Most important is that butter be well preserved. Mr. Bradley recommends wrapping butter that’s not going to be used immediately in foil, then sealing the edges with tape. Or using it quickly.
“I just went out and bought eight pounds of butter,” said Robin Olson, “and it will all be gone by next weekend.” Ms. Olson, of Gaithersburg, Md., is making six dozen cookies this week and reigns as queen of the Christmas cookie party at her Web site, cookie-exchange.com. Her instructions for cookie swaps are widely adopted. She always calls for butter.
“I can tell a margarine cookie as soon as I bite into it,” she said. “And then I put it right down.”

Wednesday, December 17, 2008

Christmas cookies


The Christmas cookies baking marathon went well. I made a double batch of dough from Nigella's Feast cookbook, and added a shake or two of allspice to the vanilla flavouring. I probably got about 60 cookies out of it.
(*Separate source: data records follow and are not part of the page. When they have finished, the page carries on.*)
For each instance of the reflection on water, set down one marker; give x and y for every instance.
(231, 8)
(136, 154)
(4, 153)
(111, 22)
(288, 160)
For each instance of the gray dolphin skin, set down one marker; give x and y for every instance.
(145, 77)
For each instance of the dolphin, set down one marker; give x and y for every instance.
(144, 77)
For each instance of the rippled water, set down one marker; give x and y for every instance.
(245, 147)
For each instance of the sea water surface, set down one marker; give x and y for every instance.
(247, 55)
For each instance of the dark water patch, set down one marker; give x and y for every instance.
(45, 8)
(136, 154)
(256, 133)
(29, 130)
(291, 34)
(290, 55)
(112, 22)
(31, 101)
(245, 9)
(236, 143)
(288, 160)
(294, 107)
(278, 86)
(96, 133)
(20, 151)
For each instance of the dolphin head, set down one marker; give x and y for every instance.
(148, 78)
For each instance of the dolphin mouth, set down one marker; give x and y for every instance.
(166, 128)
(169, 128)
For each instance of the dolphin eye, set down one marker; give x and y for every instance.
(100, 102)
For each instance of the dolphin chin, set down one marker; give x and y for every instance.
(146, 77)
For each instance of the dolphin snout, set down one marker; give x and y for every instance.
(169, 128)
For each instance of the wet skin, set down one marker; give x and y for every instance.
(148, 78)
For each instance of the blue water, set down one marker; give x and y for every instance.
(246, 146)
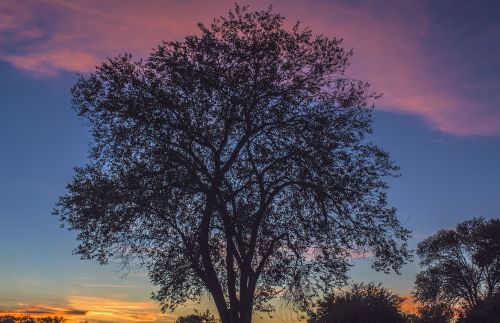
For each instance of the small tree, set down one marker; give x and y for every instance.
(237, 162)
(462, 265)
(359, 304)
(434, 313)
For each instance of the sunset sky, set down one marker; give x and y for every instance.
(436, 63)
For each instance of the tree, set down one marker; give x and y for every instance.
(462, 265)
(359, 304)
(197, 317)
(486, 311)
(237, 162)
(434, 313)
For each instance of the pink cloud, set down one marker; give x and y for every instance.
(390, 42)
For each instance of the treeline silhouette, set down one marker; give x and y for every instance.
(459, 282)
(29, 319)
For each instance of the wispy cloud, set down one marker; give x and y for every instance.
(111, 286)
(94, 309)
(405, 51)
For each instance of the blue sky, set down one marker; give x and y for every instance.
(449, 158)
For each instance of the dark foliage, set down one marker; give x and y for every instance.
(434, 313)
(360, 304)
(486, 311)
(237, 162)
(462, 265)
(197, 317)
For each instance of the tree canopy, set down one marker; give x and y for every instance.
(235, 161)
(359, 304)
(461, 265)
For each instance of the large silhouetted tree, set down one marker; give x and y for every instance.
(235, 161)
(461, 265)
The piping was... not very good. I agree that my skills with a piping bag need some improvement. Need more practice. It was still fun though.
These cutters all came from Taste at Bowen Hills. I'm going to pipe on some royal icing, in white, to outline the shapes and add some cute detail. The four silver cutters were $4.95 for the set and the red reindeer was $2.50. Cheap and festive!

Sunday, December 14, 2008

Crumbed green olives stuffed with pork

  • half cup basil
  • sea salt and fresh-cracked black pepper
  • half cup mayonnaise
  • 120g pork mince
  • 1 clove garlic, finely diced
  • 25g parmesan, grated
  • 1 tsp ground allspice
  • 4 sprigs oregano, leaves chopped
  • 24 large green olives, pitted
  • half cup plain flour
  • 2 beaten egg yolks
  • 1 cup fresh breadcrumbs
  • vegetable oil for deep-frying
  • lemon wedges to serve (optional)

Pound basil and a pinch of salt to a smooth paste in mortar and pestle. Stir through mayo and keep in fridge till required.

Combine pork, oregano, garlic, parmesan and spices. Season lightly. Stuff olives with mixture (stuffing should be almost popping out). Roll olives in flour, then egg, then breadcrumbs. Shake off excess. Heat oil in saucepan to 190C. Fry olives in batches for about 3 mins or until golden. Remove with slotted spoon and drain on absorbent paper. Serve with basil mayo and lemon on the side.

Friday, October 03, 2008

Hot chips

I followed David Herbert's recipe to the letter. I even got a digital thermometer to get the oil temperature spot-on. The basket did a great job, too.




Here are my hot chips, after the first fry.






Here's the basket, working hard.




And here's the finished product. I still say they are too dark. Maybe I should ask David about that: must try again and get it right.

I served the chips with a vinaigrette salad, homemade aioli and some snapper that I skinned, crumbed and baked in the oven. Good.